SCaN – Reliability Assessment

Communication is Mission Critical

The NASA SCaN Network consists of many assets such as ground assets, in-space assets and even remote assets (e.g., mars rover), all organized under three divisions of SCaN: i) the Deep Space Network (DSN), ii) the Near Earth Network (NEN) and iii) the Space Network (SN). The technical objective of this effort was to demonstrate how PPI’s Technologies can be used to assess and quantify the reliability of NASA’s SCaN Network and to create a comprehensive capability for variety of issues including sensitivities, repair planning, resource allocation, etc.

Project Overview

In this effort, PredictionProbe, Inc. (PPI) was contracted by the National Aeronautics and Space Administration (NASA) Glenn Research Center (GRC) to demonstrate capability and sample results for a combined probabilistic and Bayesian analysis reliability assessment of the NASA Space Communication and Navigation (SCaN) assets. The existing NASA SCaN network consists of many ground-based and space-based assets. The ground-based assets include many communication antennas of various diameters (up to 70 meters or about 230 feet), command centers, networks, controllers, data storage and data processing facilities. The space-based assets include a fleet of earth-orbiting NASA communications satellites. Beyond this, hundreds of national and international, commercial, and academic customers use the SCaN assets to transfer data to earth from their in-space and remote assets. As shown in Figure 1, the NASA SCaN assets are organized under three divisions: i) the Deep Space Network (DSN, see Figure 2), ii) the Near Earth Network (NEN, see Figure 3) and iii) the Space Network (SN, see Figure 4).

Figure 1.
The NASA Space Communication and Navigation Network

Figure 2.
Example of a NASA SCaN Deep Space Network (DSN) Complex.

Figure 3.
Example of SCaN Near Earth Network (NEN) Complex.

Figure 4.
Example of a NASA SCaN Space Network (SN) Complex.

Problem Definition

As noted above, the SCaN Network consists of many assets such as ground assets, in-space assets and even remote assets (e.g., mars rover), all organized under three divisions of SCaN: i) the Deep Space Network (DSN), ii) the Near Earth Network (NEN) and iii) the Space Network (SN). Each asset is comprised of one or more systems (antennae, power generation, power storage, networking, etc.) and numerous sub-systems (for example sub-systems within the antennae system include gimbal, ground structure, dish, etc.). Likewise, each sub-system may contain numerous components such as amplifiers, polarizers, and diplexers. The reliability of each component and sub-system affects the reliability of the system-level assets in which they are contained, and the reliability of each asset, in turn, influences the reliability of the SCaN network. While these assets, systems, sub-systems and components have each been designed to meet certain reliability levels, in practice however, the actual reliability of these systems and assets are uncertain due to numerous uncertainties such as physical damage, power outages or interruptions, environmental conditions, unforeseen usage scenarios, and so on.

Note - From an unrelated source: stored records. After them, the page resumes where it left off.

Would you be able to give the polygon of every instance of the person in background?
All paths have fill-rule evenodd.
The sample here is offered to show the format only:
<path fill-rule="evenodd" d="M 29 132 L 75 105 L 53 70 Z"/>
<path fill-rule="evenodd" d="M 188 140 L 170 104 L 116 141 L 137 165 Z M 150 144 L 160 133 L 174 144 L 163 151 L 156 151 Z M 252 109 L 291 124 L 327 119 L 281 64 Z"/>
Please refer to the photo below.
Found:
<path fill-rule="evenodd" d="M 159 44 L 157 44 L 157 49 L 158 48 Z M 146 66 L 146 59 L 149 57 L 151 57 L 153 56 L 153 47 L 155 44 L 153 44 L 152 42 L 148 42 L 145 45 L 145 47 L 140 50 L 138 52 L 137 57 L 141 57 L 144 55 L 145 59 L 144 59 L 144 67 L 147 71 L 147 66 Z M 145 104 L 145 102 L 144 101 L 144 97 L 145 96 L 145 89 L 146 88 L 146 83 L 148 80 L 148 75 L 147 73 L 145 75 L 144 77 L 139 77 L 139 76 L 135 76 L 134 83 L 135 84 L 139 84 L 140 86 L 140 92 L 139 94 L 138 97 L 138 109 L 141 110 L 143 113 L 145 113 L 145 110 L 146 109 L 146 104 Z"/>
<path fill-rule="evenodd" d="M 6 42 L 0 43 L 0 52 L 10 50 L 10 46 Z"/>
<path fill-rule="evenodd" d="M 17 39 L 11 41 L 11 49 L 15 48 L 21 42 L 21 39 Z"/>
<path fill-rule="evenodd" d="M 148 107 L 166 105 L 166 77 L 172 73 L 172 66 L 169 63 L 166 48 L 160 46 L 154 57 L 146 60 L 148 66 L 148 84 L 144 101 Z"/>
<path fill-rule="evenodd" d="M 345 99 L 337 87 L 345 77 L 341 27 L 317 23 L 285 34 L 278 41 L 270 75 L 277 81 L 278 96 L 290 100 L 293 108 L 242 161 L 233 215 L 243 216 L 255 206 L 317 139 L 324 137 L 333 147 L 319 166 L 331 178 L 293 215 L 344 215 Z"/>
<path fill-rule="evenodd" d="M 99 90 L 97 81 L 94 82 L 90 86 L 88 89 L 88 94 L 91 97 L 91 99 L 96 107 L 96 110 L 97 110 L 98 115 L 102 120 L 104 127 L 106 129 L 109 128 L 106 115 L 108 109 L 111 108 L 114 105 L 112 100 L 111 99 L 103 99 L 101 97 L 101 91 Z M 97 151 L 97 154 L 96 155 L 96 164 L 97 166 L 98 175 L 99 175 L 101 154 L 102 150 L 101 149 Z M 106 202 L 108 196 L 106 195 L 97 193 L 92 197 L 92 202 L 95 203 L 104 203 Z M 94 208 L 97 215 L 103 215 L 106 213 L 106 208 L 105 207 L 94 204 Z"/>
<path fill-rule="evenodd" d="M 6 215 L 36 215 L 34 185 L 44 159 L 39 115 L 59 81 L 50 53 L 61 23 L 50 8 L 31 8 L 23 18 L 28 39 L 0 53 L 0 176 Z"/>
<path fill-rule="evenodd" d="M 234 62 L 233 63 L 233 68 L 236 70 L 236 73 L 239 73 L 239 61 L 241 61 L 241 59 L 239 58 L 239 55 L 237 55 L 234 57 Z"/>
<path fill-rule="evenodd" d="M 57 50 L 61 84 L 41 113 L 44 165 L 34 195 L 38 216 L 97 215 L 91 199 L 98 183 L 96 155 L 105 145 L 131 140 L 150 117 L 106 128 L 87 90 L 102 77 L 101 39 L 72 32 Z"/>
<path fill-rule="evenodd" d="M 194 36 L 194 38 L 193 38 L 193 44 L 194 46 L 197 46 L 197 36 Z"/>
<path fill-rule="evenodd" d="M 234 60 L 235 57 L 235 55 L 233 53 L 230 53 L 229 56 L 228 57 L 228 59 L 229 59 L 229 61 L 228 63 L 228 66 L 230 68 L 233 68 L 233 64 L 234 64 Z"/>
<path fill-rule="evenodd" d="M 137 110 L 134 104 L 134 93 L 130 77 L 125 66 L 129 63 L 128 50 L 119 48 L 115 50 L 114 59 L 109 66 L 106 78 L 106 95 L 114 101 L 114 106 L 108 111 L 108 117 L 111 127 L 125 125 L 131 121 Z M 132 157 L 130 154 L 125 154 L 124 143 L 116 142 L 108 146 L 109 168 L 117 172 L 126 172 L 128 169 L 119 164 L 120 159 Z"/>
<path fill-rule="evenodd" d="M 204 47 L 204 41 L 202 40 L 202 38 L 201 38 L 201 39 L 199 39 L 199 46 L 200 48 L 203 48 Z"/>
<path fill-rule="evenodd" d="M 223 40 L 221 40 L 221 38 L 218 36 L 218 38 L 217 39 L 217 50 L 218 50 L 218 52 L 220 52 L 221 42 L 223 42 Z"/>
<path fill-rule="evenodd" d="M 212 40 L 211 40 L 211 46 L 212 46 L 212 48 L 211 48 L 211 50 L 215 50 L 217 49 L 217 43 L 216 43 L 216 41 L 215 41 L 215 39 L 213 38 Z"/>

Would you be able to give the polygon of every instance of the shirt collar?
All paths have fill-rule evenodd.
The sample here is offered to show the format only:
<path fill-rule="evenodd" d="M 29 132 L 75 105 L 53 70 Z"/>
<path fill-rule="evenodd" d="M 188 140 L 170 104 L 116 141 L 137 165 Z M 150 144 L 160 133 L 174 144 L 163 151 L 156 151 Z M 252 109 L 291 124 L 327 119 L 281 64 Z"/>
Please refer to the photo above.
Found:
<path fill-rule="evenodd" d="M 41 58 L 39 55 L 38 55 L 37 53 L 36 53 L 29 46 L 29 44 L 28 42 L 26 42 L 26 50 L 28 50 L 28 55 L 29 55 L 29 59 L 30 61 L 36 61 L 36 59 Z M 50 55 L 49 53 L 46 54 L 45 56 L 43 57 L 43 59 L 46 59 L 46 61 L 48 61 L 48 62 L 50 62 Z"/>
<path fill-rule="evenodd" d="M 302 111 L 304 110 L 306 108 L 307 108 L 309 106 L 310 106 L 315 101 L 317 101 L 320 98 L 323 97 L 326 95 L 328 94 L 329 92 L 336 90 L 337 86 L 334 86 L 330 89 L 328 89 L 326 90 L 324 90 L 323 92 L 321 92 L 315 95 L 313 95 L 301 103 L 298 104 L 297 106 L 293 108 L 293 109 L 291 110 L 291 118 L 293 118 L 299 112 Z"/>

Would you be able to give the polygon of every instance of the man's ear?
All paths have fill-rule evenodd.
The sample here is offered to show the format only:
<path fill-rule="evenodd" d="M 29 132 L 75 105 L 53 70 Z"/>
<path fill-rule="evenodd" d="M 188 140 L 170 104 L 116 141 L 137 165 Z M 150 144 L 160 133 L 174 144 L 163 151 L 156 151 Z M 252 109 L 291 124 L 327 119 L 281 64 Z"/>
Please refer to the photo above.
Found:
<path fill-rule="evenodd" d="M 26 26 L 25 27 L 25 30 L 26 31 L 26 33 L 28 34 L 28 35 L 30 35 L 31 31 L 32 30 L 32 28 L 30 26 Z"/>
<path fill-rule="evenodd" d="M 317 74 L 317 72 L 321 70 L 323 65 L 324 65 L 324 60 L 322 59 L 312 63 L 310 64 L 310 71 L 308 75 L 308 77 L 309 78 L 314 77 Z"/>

This work was initiated to enable predictive computational capabilities for SCaN Networks to determine: 1) the impact of component reliabilities and failures, transmission latency, mission, orbital and location variables, uncertainties, etc. on network reliability; 2) the sensitivity of network reliability with respect to component reliability, latency, mission, orbital and location variables, uncertainties, etc.; 3) the consequences of a component failure in the network; 4) component time to failure, network availability; and 5) time to transmit data through the system. The technical objective of this effort was to demonstrate how PPI’s Technologies can be used to assess and quantify the reliability of NASA’s SCaN Network and to create a decision support capability to: 1) use Bayesian Technology to update input variable statistical models when additional data becomes available; 2) predict service reliability and its variation; 3) determine the impact of aging on service reliability; 4) perform parametric studies when adequate data is not available for proper modeling; 5) evaluate reliability of various communication configurations or architectures; 6) perform service repair planning; 7) determine sensitivity of service reliability to its components; 8) perform resource allocation using repair planning data; and 9) determine the costs associated with uncertainty. Please see the accompanying Case Studies on the SCaN Decision Support System and the Orion Reliability Assessment.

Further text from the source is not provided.